Advertising unrealistic requirements
Most job-hunters will have run across job advertisements requiring five years of experience with a computer program that's only existed for three. This has the double-negative effect of dissuading perfectly qualified individuals from applying (thinking they're unqualified for the position), and also making knowledgeable applicants think less of the employer for not understanding what it's asking for.
Similarly, asking for five years experience for a junior position is a great way to dissuade promising junior candidates from applying while also filling your inbox with sub-standard experienced candidates. The exceptional candidate with five years of experience is unlikely to be looking for junior positions.
Cumbersome application processes
There are few things more frustrating for a candidate than having to create an account with clunky recruitment software, upload a CV and then be asked to manually re-enter all the information that's already contained in the CV. Ponderous processes create a bad impression for the candidate of an inefficient organisation that does not value their time.

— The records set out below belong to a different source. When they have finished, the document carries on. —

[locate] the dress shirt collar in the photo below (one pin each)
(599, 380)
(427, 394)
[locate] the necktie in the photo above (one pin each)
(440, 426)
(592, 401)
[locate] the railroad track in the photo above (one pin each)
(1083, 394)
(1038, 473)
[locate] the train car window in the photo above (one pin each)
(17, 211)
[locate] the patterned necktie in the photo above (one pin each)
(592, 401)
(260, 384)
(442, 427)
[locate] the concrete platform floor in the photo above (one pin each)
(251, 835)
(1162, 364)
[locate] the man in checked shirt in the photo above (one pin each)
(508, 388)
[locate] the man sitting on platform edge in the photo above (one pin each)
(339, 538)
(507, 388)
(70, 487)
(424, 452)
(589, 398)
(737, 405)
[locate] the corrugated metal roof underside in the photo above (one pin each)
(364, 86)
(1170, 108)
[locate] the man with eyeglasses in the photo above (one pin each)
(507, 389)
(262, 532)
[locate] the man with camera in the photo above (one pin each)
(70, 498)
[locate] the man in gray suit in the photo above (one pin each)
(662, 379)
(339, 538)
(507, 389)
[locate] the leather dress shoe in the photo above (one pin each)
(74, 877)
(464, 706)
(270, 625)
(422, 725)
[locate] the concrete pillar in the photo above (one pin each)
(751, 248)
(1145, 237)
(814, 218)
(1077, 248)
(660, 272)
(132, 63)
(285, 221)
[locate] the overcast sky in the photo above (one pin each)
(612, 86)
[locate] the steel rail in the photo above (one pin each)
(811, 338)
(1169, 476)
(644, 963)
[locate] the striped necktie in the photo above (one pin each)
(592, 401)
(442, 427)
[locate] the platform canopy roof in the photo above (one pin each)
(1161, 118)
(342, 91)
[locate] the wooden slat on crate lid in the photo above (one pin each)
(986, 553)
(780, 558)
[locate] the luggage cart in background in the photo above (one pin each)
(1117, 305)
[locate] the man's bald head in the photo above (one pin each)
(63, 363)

Make sure you're using the best recruitment software and that it's not full of redundant questions.
Recruiters passively receive enquiries from job-seekers all the time, and while there's plenty of possibility in the CV pile, other recruiters are probably going to have those same exact CVs. Actively head hunting the best people takes time, but it gives you access to an otherwise untapped resource.
Moving too slowly
When it comes to hiring, there are plenty of recruiters operating in the market and they all want the cream of the crop, and for that reason the cream seldom sits around long. Dragging out a hiring process over weeks is a good way to find out that your preferred candidate has taken another position. Quick turnarounds also communicate an efficient organisation to the candidate.